TOOWOOMBA is welcoming the stranger – offering a helping hand and a new life to hundreds of Syrians fleeing the war with Islamic State.

Three months ago, Nesrin Khoury arrived with her husband Maher from war-torn Aleppo.

As two of the 125 new Syrian arrivals, their story about fitting in to life in Toowoomba gained a national profile when it was recently featured on Channel Nine’s A Current Affair.

Soon after arriving, Nesrin who holds an economics degree landed an administrative job with CatholicCare (formerly Centacare Toowoomba).

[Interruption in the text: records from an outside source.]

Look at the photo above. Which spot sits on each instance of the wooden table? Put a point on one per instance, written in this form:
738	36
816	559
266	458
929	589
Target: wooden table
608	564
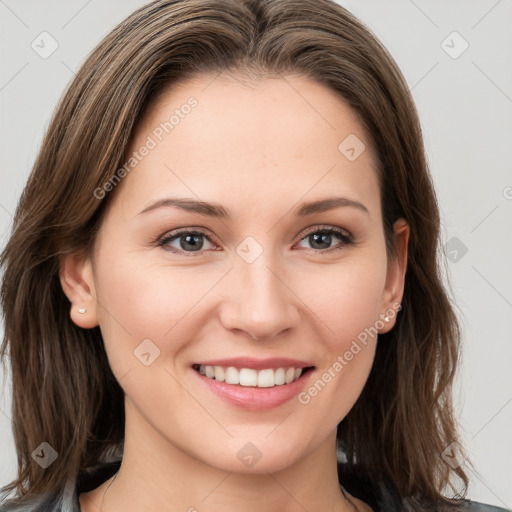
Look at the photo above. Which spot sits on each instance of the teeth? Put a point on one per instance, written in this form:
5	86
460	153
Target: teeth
248	377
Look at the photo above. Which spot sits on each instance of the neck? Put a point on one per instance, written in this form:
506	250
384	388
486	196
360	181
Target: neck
157	475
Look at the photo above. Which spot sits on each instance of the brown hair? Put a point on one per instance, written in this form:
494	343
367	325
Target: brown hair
64	392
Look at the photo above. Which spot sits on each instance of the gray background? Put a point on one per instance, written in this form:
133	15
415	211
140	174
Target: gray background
465	104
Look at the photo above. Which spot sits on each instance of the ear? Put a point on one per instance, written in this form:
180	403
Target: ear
76	278
395	278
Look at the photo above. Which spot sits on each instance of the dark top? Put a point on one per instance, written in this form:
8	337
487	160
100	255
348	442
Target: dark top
382	497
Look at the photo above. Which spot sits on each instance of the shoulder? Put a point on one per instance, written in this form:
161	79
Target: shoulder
67	500
475	506
383	496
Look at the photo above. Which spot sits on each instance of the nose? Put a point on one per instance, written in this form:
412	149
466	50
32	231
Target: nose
258	300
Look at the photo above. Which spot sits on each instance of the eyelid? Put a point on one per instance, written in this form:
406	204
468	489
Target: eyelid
343	234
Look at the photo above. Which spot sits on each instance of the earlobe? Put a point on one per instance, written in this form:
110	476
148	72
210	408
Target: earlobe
395	279
76	278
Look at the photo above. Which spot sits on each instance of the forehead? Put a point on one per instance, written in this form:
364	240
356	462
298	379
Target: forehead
250	143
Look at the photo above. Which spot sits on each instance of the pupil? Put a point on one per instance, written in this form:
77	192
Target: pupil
192	241
325	236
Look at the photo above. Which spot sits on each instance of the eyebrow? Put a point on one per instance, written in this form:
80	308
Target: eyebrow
218	211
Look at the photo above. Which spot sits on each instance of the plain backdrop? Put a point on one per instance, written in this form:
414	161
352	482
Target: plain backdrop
457	58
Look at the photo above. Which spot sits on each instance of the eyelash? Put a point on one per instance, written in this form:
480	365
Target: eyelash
344	236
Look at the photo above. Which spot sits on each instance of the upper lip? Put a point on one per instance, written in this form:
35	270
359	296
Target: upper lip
257	364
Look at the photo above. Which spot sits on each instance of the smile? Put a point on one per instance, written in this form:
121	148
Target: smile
249	377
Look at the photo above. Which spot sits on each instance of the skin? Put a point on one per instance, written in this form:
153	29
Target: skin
259	148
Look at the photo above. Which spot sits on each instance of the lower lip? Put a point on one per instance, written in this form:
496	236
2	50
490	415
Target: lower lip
254	398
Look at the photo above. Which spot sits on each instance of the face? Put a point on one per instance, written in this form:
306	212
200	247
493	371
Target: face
257	282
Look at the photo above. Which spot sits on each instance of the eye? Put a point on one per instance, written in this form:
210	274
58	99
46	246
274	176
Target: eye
188	240
322	237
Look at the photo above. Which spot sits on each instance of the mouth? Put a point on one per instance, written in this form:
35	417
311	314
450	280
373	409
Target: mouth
251	377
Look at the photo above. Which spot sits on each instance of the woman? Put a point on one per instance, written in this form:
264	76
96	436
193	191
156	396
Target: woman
221	290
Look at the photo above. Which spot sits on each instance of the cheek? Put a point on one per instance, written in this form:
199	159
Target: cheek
346	298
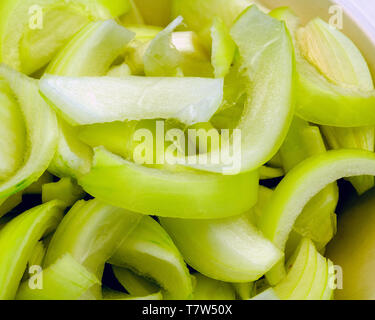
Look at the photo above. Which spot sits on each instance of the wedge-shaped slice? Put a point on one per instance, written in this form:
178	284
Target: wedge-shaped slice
12	133
65	280
322	101
89	100
161	57
269	77
41	128
81	234
301	184
180	194
150	252
90	53
31	32
337	58
230	250
307	278
199	15
18	239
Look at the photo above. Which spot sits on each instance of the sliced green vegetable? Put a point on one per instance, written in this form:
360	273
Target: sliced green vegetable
64	280
210	289
337	58
212	247
91	233
136	285
301	184
150	252
31	32
161	57
65	190
269	64
182	194
92	100
12	131
320	100
307	278
90	53
41	128
223	48
317	221
268	294
199	15
114	295
17	240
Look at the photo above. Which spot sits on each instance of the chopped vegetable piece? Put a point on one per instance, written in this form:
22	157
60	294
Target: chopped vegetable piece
182	194
308	276
269	64
210	289
64	280
41	128
17	240
161	57
212	247
32	31
223	48
65	190
136	285
301	184
150	252
89	100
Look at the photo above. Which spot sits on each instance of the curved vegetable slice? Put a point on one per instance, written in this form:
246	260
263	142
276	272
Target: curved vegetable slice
181	194
89	100
65	190
223	48
269	64
317	221
199	15
91	233
230	250
320	100
17	240
210	289
31	32
304	182
64	280
41	127
161	57
150	252
136	285
307	278
12	131
341	62
90	53
114	295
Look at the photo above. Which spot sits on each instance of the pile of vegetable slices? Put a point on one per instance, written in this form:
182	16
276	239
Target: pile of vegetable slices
80	81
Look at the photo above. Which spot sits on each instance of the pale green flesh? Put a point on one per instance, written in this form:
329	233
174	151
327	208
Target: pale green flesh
65	280
182	194
41	129
150	252
233	249
90	100
19	237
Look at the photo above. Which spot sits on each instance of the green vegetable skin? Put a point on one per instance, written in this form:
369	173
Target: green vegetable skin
19	237
109	68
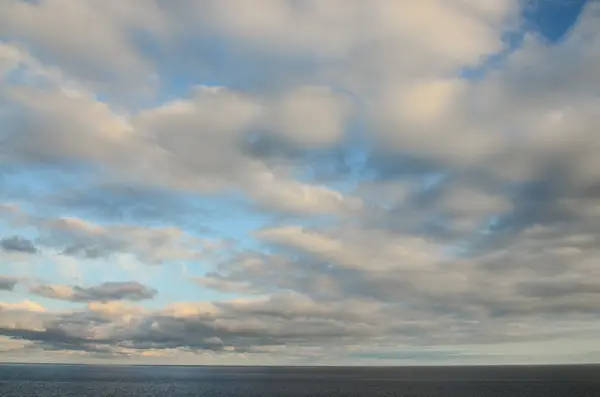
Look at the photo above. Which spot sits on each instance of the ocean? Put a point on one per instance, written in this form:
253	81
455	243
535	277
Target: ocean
18	380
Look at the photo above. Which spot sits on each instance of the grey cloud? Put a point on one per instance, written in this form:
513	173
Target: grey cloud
18	244
108	291
8	283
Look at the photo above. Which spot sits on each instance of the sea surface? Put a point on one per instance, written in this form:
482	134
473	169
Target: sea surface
136	381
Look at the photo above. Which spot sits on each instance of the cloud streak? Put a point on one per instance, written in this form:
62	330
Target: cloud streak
310	182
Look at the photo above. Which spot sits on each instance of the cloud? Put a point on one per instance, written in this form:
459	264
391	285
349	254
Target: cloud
7	283
426	175
108	291
18	244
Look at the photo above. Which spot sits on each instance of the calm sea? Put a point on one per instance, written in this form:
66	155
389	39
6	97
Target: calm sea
151	381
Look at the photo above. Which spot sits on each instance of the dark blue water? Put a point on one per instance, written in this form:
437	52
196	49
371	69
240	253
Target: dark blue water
135	381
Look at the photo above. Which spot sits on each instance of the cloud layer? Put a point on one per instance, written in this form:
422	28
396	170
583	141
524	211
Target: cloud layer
298	181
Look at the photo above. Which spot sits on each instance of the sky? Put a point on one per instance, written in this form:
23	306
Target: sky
300	182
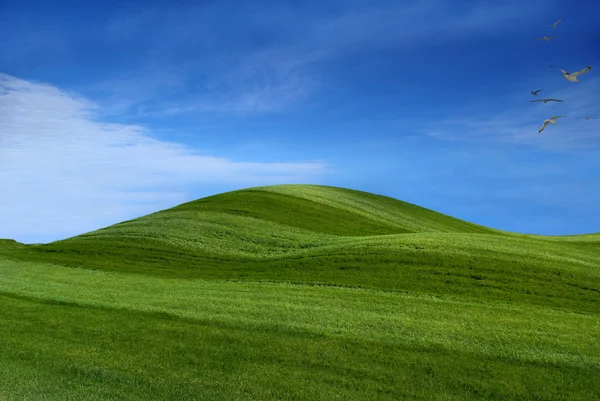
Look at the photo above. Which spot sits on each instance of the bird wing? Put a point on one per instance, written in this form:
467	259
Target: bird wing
586	69
565	72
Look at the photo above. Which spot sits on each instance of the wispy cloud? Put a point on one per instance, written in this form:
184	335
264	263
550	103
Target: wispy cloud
63	171
241	73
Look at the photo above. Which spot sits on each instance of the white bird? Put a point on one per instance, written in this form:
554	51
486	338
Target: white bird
551	121
554	25
573	76
546	100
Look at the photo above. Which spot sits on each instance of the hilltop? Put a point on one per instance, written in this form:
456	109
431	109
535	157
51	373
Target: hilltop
300	292
334	236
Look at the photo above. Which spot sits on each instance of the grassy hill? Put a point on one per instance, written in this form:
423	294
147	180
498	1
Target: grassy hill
301	292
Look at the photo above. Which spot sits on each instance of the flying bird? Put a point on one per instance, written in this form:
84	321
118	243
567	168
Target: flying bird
545	100
551	121
573	77
554	25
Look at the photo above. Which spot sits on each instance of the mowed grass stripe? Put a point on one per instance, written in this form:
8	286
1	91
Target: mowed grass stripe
507	331
63	352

After living in daily turmoil and without necessities like running water, the couple now lives in a clean and modest two-bedroom unit.

Toowoomba, along with Brisbane, Logan and Gold Coast, is set to take in hundreds more refugees as part of Australia’s commitment to resettle more than 12,000 people displaced from the crises in Syria and Iraq.

The Garden City agreed to be part of a national effort to be “refugee-welcome” in 2013, and since then has tried hard to help new arrivals settle.

“We are an education capital here. We have a university, we have a TAFE. There are job opportunities like you wouldn’t believe in Toowoomba,” Toowoomba mayor Paul Antonio said.

CatholicCare is one of the agencies which assist refugees and migrants become self-reliant and to participate in community activities.

Often the first support needed is English lessons, learning computer skills and a knowledge of the job market.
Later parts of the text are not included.